Focus shifted to the “how” of a Coastal Pilot:
- On May 20, 2015, The Ocean Cleanup and the city government of Tsushima (a Japanese island which lies between Japan and Korea) jointly agreed to conduct research to bring the world’s first ocean cleanup array to Tsushima Island.
- Deployment expected in Q2 2016 was realized on time. See this June 2016 news report.
- The pilot coastal array will be the first time an operational Ocean Cleanup system is to be deployed in the ocean. Spanning 2000 meters (and with a barrier length of over 2300m), it will become the longest floating structure ever deployed on the oceans, even though this will be just 2% of the full scale structure.
- As of 2015, the organization continued to invite volunteer engagement. However, its full-time resources have grown considerably: “At The Ocean Cleanup we work with a team of over 100 committed people, performing research in the fields of engineering, physical oceanography, ecology, finance, maritime law, processing and recycling.”
4. Offshore Pilot
- Upcoming Task
5. Full-scale Cleanup
- Upcoming Task
- “The Ocean Cleanup’s goal is to fuel the world’s fight against oceanic plastic pollution by initiating the largest cleanup in history.”

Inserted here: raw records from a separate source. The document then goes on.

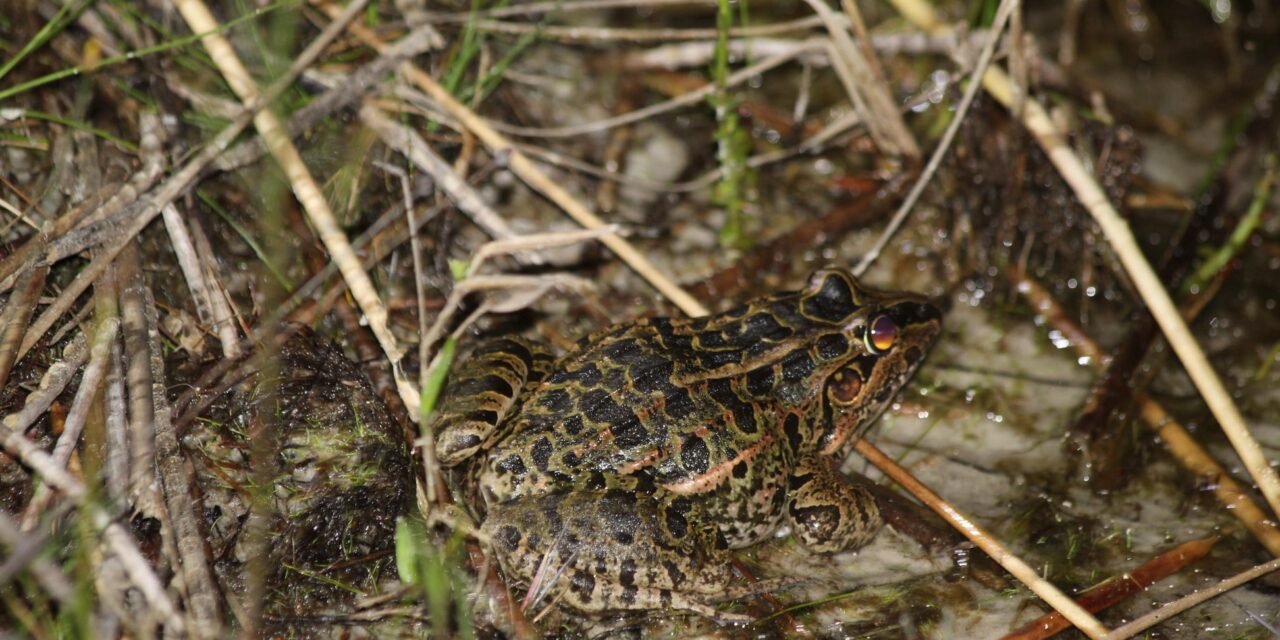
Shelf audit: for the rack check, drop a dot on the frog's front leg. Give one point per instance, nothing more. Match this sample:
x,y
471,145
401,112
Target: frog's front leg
x,y
828,512
611,551
481,391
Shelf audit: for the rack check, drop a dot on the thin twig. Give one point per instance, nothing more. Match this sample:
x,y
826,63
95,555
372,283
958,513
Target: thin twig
x,y
865,91
580,33
533,176
412,146
178,480
1144,279
1002,13
1180,444
177,184
305,187
1189,600
1083,620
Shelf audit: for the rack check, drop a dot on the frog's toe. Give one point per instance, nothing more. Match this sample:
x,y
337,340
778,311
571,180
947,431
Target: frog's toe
x,y
828,512
606,551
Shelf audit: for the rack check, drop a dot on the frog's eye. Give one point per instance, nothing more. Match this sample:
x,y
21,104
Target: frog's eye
x,y
881,336
844,385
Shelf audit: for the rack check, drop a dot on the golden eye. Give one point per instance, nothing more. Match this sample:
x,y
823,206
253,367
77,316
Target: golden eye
x,y
881,336
844,385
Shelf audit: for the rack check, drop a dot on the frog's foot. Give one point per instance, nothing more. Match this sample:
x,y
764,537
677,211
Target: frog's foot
x,y
609,551
828,512
480,393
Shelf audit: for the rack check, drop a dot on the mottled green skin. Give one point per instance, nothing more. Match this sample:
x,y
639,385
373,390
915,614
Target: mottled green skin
x,y
634,461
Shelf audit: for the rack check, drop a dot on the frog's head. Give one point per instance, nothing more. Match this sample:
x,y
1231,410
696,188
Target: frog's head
x,y
864,346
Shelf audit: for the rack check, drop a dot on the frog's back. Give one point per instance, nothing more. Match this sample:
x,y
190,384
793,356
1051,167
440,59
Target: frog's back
x,y
679,403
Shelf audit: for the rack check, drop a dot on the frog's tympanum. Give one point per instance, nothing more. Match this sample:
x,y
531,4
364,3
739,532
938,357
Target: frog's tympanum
x,y
626,469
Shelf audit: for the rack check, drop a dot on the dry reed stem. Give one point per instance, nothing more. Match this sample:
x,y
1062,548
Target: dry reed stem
x,y
531,174
647,35
27,552
169,190
1180,444
1189,600
1143,277
305,187
184,530
91,380
117,538
868,94
1083,620
904,210
691,97
411,145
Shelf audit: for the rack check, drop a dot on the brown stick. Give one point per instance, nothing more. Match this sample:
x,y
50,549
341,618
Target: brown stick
x,y
1119,588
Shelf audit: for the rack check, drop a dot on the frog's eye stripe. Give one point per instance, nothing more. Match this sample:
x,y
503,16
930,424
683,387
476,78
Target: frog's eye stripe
x,y
881,336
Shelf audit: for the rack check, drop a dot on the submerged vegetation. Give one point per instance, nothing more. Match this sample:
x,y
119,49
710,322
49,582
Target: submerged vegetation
x,y
246,245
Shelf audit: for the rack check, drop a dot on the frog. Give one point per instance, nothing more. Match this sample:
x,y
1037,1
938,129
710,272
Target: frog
x,y
625,472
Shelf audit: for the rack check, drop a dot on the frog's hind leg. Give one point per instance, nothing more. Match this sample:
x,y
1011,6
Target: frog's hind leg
x,y
611,551
481,391
827,511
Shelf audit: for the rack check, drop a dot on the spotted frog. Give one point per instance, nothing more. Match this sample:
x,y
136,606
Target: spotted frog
x,y
622,472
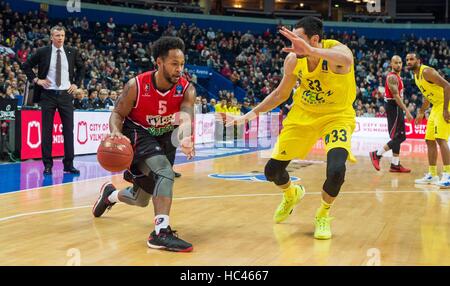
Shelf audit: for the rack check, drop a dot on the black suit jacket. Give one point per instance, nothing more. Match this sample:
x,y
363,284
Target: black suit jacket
x,y
42,59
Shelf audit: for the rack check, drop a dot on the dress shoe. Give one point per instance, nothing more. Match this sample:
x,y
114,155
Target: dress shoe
x,y
47,170
72,170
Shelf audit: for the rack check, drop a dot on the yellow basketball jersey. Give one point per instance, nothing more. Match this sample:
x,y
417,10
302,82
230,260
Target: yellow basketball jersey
x,y
432,92
322,91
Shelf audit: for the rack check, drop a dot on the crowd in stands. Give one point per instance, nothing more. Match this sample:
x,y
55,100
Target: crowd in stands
x,y
113,54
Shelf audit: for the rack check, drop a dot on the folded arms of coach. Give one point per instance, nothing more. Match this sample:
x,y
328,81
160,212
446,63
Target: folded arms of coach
x,y
41,59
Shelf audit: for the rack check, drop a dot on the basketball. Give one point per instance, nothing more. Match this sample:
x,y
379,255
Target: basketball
x,y
115,154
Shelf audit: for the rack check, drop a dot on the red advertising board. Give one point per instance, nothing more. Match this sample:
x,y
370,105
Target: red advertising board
x,y
414,131
31,135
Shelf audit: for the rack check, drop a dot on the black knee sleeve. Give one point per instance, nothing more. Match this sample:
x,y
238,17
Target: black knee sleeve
x,y
275,171
336,159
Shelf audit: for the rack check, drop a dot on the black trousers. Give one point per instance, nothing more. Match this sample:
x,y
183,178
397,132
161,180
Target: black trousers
x,y
50,101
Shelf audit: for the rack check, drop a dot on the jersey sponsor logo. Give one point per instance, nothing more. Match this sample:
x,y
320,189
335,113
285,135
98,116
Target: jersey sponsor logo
x,y
146,90
178,91
325,66
249,177
160,121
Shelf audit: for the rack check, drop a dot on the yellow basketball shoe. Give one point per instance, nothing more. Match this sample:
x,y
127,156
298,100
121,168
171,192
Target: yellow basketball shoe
x,y
323,228
287,204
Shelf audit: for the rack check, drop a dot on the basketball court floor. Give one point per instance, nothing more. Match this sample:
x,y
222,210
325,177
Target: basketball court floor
x,y
224,207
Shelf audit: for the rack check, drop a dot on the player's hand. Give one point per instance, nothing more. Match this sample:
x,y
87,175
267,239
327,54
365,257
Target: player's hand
x,y
409,116
72,88
446,116
119,135
299,46
187,147
419,118
45,83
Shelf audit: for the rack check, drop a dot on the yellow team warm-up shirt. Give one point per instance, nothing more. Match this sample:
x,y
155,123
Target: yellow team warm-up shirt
x,y
432,92
322,91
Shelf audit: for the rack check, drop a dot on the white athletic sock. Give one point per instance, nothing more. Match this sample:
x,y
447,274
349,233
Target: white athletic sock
x,y
161,221
381,151
114,197
395,161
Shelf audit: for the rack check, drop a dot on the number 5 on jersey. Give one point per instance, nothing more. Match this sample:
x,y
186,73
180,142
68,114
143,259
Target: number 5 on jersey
x,y
162,107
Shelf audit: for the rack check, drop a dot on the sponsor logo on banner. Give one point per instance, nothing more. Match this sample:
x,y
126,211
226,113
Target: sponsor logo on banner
x,y
31,137
34,134
414,131
82,135
378,128
92,128
249,177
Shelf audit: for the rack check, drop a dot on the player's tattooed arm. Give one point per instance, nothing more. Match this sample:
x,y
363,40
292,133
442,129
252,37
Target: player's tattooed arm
x,y
393,87
421,111
187,117
125,102
431,75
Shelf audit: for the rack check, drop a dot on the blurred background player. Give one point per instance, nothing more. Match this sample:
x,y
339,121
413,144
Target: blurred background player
x,y
145,114
396,120
436,90
322,109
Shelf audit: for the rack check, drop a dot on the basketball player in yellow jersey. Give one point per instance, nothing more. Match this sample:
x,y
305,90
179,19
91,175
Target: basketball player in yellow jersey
x,y
435,90
322,109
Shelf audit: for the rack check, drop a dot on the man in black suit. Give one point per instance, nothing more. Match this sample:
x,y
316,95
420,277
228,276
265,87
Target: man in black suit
x,y
60,69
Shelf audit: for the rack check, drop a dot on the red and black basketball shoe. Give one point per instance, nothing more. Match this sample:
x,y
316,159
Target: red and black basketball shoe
x,y
167,239
375,160
102,203
399,169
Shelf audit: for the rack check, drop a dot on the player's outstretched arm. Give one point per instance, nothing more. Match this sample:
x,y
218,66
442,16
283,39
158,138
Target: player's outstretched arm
x,y
339,55
276,97
187,122
431,75
122,108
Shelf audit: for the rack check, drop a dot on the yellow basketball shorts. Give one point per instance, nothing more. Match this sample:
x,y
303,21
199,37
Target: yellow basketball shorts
x,y
302,129
437,127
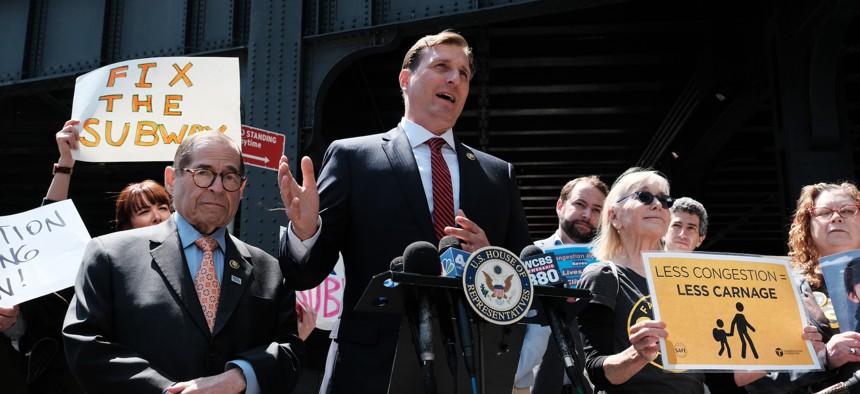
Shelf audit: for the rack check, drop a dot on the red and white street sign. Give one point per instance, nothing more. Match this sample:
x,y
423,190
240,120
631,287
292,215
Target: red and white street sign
x,y
262,148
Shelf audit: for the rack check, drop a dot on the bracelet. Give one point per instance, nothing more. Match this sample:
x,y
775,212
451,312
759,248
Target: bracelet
x,y
61,169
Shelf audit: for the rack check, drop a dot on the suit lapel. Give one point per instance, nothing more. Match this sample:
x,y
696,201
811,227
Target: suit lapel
x,y
470,176
399,152
176,275
234,282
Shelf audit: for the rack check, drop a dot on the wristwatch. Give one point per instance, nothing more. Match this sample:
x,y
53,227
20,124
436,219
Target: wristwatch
x,y
61,169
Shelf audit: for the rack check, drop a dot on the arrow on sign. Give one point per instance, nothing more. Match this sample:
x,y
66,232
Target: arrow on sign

4. Value to Ocean Cleanup Agents
Again, successful results make the answer seem easy. But again, the path to success was not easy. The work was fueled by the value of a compelling purpose and equally compelling picture of possibility — a “what could be” hypothesis grounded in pertinent knowledge.
Boyan Slat has been recognized as one of the 20 Most Promising Young Entrepreneurs Worldwide (Intel EYE50), and was crowned 2014 Champion of the Earth, the United Nations’ highest environmental accolade. In 2015, HM King Harald of Norway awarded Boyan the maritime industry’s Young Entrepreneur Award.
Fast Company: winner of our 2015 Innovation by Design award in the social good category.